Published in New York in 1857
The question, why I came to St. Paul, will naturally arise in the mind of the reader. This cannot be better explained, nor with less appearance of egotism, than by the following letter from Rev. Dr. Williamson, of the Sioux Mission. It was address to the Board of National Popular Education, then in its embryo state, and by them place in my hands.
“My present residence is in the utmost verge of civilization in the northwestern part of the United States, within a few mi9les of the principal village of white men in the territory that we suppose will bear the name of Minnesota, which some would render, ‘clear water,’ though strictly, it signifies slightly turbid or whitish water.
“The village referred to has grown up within a few years in a romantic situation on a high bluff of the Mississippi, and has been baptized by the Roman Catholics by the name of St. Paul. They have erected in it a small chapel, and constitute much the larger portion of the inhabitants. The Dakotas call it Im-mi-ja-ska (white rock), from the color of the sand-stone which forms the bluff on which the village stands. This village has five stores, as they call them, at all of which intoxicating drinks constitute a part, and I suppose the principal part, of what they sell. I should suppose the village contains a dozen of twenty families living near enough to send to school. Since I came to this neighborhood, I have had frequent occasion to visit the village, and have been grieved to see so many children growing up entirely ignorant of God, and unable to read his Word, with no one to teach them. Unless your Society can send them a teacher, there seems to be little prospect of there having one for several years. A few days since I went to the place for the purpose of making inquiries in reference to the prospect of a school. I visited seven families, in which there were twenty-three children of proper age to attend school, and was told of five more, in which were thirteen more that it is supposed might attend, making thirty-six in twelve families. I suppose more than half of the parents of these children are unable to read themselves and care but little about having their children taught. Possibly the priest might deter some from attending, who might otherwise be able and wiling.
“I suppose a good female teacher can do more to promote the cause of education and true religion than a man. The natural politeness of the French (who constitute more than half the populat8ion) would cause them to be kind and courteous to a female even though the priest should seek to cause opposition.

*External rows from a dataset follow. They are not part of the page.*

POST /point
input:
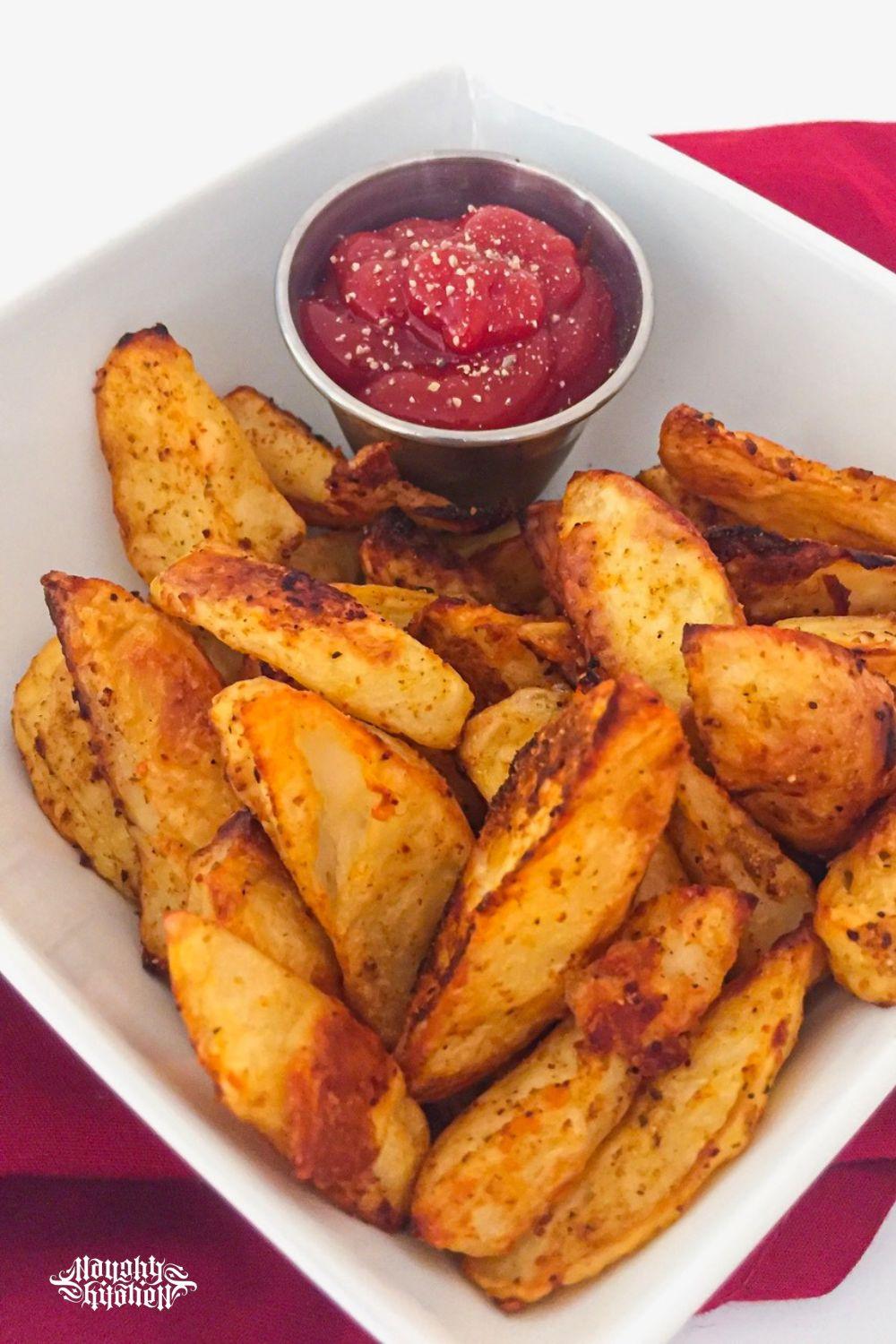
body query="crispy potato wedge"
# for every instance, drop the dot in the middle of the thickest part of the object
(368, 831)
(872, 637)
(482, 644)
(238, 882)
(656, 1161)
(552, 874)
(69, 785)
(293, 1064)
(145, 690)
(495, 1169)
(856, 911)
(322, 639)
(297, 460)
(777, 578)
(766, 484)
(492, 738)
(634, 573)
(796, 728)
(720, 843)
(182, 470)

I suppose she might have twelve or fifteen scholars to begin with, and if she should have a good talent for winning the affections of children (and one who has not should not come), after a few months she would have as many as she could attend to.

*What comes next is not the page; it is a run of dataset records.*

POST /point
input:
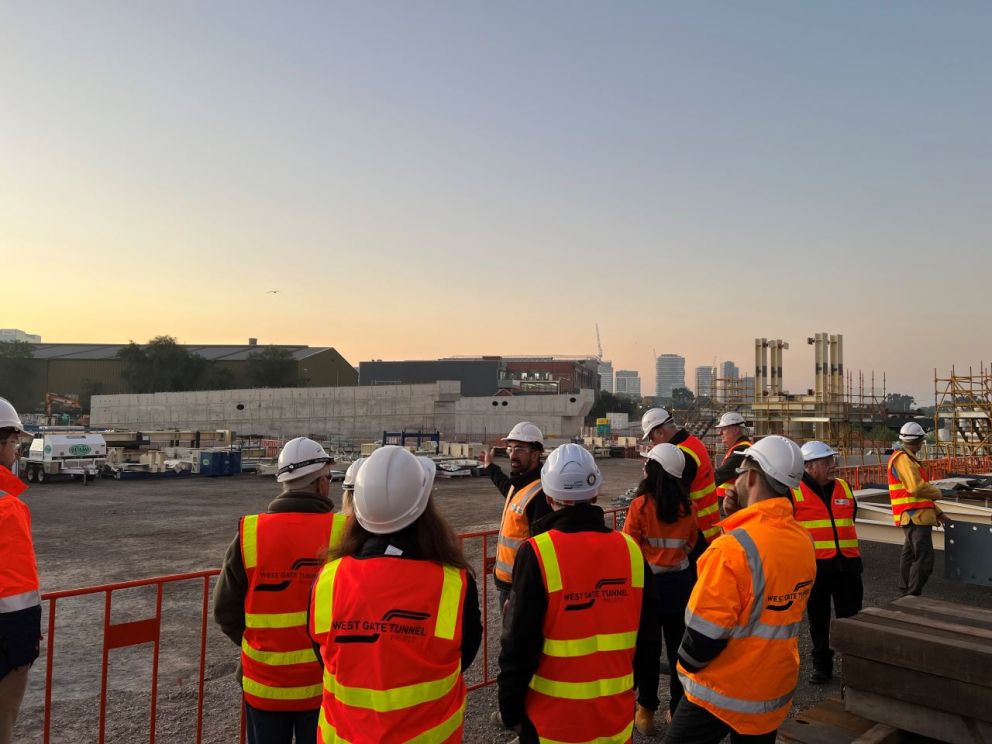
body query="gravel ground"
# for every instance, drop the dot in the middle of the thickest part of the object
(114, 531)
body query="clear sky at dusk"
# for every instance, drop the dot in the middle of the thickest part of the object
(430, 179)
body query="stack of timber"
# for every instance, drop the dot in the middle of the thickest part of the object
(920, 665)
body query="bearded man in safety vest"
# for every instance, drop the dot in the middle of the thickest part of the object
(825, 507)
(524, 505)
(739, 659)
(660, 428)
(263, 591)
(579, 630)
(20, 600)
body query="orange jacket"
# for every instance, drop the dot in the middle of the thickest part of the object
(754, 581)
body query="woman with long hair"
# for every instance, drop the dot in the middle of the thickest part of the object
(394, 614)
(662, 521)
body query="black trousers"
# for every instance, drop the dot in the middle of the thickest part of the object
(847, 591)
(692, 724)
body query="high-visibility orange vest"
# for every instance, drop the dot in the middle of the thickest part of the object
(390, 635)
(702, 490)
(750, 684)
(514, 528)
(831, 529)
(666, 546)
(902, 499)
(583, 688)
(282, 556)
(19, 587)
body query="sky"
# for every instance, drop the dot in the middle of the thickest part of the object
(430, 179)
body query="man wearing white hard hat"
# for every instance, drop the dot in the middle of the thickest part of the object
(524, 505)
(266, 578)
(733, 434)
(825, 507)
(739, 658)
(913, 509)
(580, 626)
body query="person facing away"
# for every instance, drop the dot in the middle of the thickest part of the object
(579, 630)
(739, 658)
(663, 523)
(394, 614)
(261, 597)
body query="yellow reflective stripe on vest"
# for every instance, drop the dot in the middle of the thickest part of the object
(447, 610)
(396, 698)
(323, 598)
(249, 540)
(582, 690)
(279, 658)
(552, 573)
(590, 644)
(275, 619)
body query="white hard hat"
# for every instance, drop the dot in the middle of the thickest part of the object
(670, 457)
(352, 472)
(817, 450)
(571, 474)
(731, 418)
(300, 456)
(779, 458)
(392, 489)
(653, 418)
(525, 431)
(911, 431)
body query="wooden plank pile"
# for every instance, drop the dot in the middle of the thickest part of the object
(920, 665)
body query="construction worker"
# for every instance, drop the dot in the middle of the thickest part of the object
(395, 613)
(913, 509)
(664, 525)
(660, 428)
(261, 597)
(739, 659)
(20, 597)
(524, 504)
(734, 436)
(578, 630)
(825, 507)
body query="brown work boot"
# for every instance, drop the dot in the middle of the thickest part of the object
(644, 720)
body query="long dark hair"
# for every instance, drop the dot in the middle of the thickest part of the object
(670, 494)
(434, 538)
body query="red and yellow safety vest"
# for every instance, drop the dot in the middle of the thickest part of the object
(390, 636)
(19, 587)
(583, 688)
(702, 490)
(754, 581)
(831, 529)
(902, 500)
(514, 528)
(282, 555)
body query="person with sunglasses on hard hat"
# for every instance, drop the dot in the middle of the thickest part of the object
(20, 595)
(739, 658)
(661, 520)
(825, 506)
(394, 614)
(579, 630)
(261, 597)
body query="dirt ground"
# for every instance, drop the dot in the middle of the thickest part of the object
(114, 531)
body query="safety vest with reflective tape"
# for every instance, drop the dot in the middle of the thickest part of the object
(754, 581)
(19, 587)
(282, 553)
(666, 546)
(832, 528)
(583, 688)
(514, 528)
(390, 635)
(702, 490)
(902, 500)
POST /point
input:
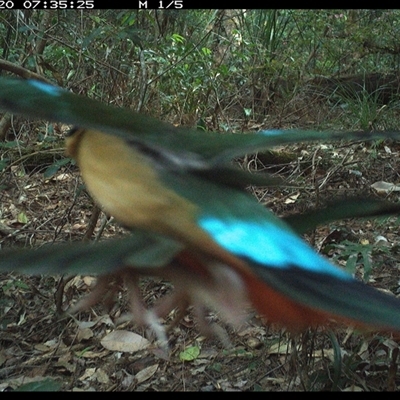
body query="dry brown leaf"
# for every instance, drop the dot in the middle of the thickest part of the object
(122, 340)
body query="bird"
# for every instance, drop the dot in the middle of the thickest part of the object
(228, 251)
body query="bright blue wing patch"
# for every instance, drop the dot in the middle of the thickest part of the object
(267, 244)
(45, 87)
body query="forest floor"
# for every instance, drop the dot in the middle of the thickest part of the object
(91, 352)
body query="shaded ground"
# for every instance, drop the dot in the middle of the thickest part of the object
(74, 353)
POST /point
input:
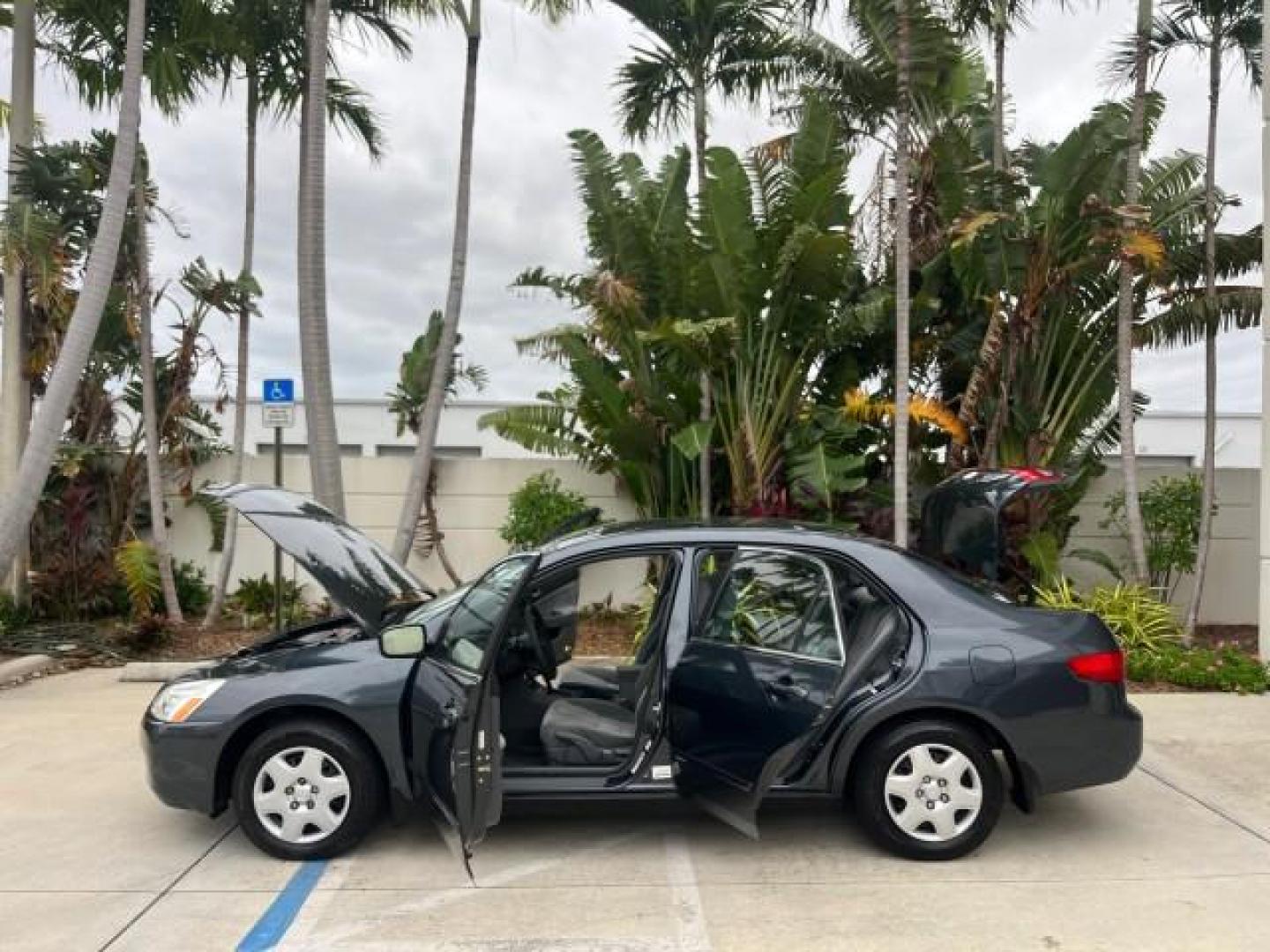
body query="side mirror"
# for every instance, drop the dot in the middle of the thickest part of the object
(403, 641)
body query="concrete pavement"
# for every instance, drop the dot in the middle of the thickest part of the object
(1177, 856)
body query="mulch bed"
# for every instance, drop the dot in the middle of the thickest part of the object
(192, 643)
(597, 639)
(1241, 636)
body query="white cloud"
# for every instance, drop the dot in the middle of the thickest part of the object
(389, 225)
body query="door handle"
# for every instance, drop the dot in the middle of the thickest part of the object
(785, 688)
(449, 714)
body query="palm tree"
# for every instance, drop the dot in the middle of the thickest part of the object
(698, 48)
(903, 104)
(1125, 308)
(265, 43)
(467, 13)
(179, 60)
(1213, 29)
(144, 297)
(324, 457)
(19, 505)
(14, 391)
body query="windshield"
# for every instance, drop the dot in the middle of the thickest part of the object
(437, 608)
(471, 623)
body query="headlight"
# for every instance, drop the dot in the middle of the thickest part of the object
(176, 703)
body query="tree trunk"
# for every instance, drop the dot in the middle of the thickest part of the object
(240, 389)
(18, 507)
(14, 387)
(700, 120)
(324, 458)
(900, 420)
(150, 401)
(998, 104)
(1125, 311)
(1208, 496)
(442, 361)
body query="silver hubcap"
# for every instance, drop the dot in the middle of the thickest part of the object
(934, 792)
(302, 795)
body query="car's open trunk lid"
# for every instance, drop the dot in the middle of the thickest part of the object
(358, 574)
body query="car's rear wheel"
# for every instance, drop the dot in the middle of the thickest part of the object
(929, 790)
(306, 790)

“One woman told me she had four children she wished to send to school, and that she would give boarding and a room in her house to a good female teacher, for the tuition of her children.

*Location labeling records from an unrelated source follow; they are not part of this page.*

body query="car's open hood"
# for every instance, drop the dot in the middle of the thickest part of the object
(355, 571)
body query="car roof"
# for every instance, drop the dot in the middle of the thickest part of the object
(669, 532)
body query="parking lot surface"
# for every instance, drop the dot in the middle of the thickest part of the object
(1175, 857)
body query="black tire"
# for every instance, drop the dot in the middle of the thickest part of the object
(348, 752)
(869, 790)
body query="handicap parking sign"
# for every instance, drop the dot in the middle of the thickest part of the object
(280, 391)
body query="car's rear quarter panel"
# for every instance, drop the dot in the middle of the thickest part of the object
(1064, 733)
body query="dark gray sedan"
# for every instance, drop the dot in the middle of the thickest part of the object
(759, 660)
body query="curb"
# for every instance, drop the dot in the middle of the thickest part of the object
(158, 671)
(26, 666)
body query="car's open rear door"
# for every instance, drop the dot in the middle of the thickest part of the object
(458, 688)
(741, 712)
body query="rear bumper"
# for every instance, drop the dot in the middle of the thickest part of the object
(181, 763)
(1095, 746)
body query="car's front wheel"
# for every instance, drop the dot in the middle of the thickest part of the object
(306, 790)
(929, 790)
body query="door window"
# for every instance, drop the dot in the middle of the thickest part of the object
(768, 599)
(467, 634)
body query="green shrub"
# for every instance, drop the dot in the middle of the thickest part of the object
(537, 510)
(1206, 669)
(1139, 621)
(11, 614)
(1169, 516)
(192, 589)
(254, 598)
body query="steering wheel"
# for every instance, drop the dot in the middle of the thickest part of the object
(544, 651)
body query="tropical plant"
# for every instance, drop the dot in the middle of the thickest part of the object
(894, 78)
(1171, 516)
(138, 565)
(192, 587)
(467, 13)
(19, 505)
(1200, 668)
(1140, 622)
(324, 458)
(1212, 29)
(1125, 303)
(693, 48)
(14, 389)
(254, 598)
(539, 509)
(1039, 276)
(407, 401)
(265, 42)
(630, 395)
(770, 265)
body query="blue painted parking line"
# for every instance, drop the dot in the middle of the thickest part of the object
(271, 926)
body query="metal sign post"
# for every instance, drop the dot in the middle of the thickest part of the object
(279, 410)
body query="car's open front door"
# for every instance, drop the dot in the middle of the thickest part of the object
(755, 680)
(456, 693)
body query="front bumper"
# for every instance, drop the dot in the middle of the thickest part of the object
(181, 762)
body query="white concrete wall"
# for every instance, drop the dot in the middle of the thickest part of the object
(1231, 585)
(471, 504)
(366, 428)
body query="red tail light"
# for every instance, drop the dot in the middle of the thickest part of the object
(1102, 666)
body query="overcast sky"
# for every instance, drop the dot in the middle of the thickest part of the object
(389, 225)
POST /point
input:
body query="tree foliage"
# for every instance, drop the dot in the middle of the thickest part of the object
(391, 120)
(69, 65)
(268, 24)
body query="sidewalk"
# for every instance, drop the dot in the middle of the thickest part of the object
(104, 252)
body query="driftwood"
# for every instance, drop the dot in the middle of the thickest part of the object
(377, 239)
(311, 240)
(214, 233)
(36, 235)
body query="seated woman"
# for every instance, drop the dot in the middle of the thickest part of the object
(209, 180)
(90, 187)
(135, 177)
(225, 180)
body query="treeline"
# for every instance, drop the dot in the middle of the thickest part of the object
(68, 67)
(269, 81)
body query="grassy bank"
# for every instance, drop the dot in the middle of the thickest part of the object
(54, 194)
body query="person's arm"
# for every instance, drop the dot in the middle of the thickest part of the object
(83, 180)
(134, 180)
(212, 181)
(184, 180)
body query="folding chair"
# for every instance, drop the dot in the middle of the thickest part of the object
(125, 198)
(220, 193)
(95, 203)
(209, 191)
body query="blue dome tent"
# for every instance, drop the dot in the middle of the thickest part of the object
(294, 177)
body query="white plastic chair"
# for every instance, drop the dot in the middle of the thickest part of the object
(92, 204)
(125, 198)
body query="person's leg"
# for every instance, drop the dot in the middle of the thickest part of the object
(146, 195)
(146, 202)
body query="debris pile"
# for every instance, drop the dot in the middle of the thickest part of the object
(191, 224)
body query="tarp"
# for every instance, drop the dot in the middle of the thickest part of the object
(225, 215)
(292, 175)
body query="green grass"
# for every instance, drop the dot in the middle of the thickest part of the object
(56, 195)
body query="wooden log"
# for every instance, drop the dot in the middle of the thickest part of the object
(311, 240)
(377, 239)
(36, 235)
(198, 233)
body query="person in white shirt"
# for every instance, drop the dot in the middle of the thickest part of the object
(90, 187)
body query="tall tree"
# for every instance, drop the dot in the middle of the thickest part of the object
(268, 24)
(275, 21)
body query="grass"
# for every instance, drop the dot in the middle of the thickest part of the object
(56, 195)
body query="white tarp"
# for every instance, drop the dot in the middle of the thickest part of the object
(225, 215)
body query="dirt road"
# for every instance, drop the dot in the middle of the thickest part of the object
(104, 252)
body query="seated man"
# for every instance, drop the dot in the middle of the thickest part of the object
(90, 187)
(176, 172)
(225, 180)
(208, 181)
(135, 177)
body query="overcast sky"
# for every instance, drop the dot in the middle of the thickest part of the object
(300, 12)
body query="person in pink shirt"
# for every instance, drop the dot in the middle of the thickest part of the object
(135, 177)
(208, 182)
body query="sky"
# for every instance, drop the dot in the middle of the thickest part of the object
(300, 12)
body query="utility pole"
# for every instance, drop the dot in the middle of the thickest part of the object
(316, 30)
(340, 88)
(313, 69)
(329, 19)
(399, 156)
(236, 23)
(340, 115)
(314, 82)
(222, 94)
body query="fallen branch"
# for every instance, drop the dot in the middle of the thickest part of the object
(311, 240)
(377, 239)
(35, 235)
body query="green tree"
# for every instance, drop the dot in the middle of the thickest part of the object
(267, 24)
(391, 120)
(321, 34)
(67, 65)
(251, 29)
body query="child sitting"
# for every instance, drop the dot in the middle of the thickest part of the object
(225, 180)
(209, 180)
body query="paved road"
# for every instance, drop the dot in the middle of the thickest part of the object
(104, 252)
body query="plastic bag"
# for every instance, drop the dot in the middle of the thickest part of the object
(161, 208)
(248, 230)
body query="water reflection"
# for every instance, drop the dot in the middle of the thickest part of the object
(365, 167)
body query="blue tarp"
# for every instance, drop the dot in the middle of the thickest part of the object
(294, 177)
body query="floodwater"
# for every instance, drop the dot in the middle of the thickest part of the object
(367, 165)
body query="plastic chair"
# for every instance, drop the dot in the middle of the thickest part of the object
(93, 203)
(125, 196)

“A teacher for this place should love the Savior, and for his sake should be willing to forego, not only many of the religious privileges and elegances of New England towns, but some of the neatness also. She should be entirely free from prejudice on account of color, for among her scholars she might find not only English, French, and Swiss, but Sioux and Chippewas, with some claiming kindred with the African stock.
“A teacher coming should bring books with her sufficient to being a school, as there is no book store within three hundred miles.”
This was the first I had heard of St. Paul, or even of Minnesota, and the impression was at once riveted on my mind that I must go; and when, after two weeks of prayerful deliberation, the question was asked, “Who will go to St. Paul?” I could cheerfully, though tremblingly respond, “Here am I; send me.” Every possible obstacle was presented; the difficulties of the almost unknown route; the condition of society; doubts as to a welcome by the people generally; the self-denials to be exercised; the privations to be endured—all of which were to me as so many incentives to persist in my decision. In short, I came because I was more needed here than at any other spot on earth, and because there was no other one of my class who felt it a duty to come.
Friends violently opposed. Those who dare not oppose did not encourage and vice versa. It was evident that all considered it hazardous in the extreme, presuming on, yae, tempting Divine Providence. Only one had said, “Go, and the Lord will be with you.” And thus, with no human aid on which to rely, the arm of the Invisible was my support. And though comparatively ignorant of the world and its evils, I went forth to struggle with its waves; to tread the unknown future—a path hitherto unexplored—a thorny maze; but with the certainty that, where thorns abound, roses often bloom, and their sweet fragrance has refreshed me when weary, and been a sweet savor unto my soul.
I was happy then; I am happy in the retrospect. Never has a regret for the decision crossed my heart; on the contrary, it has ever been a theme of gratitude that I was enable to overcome all the impediments, and come at a time when no other one would venture.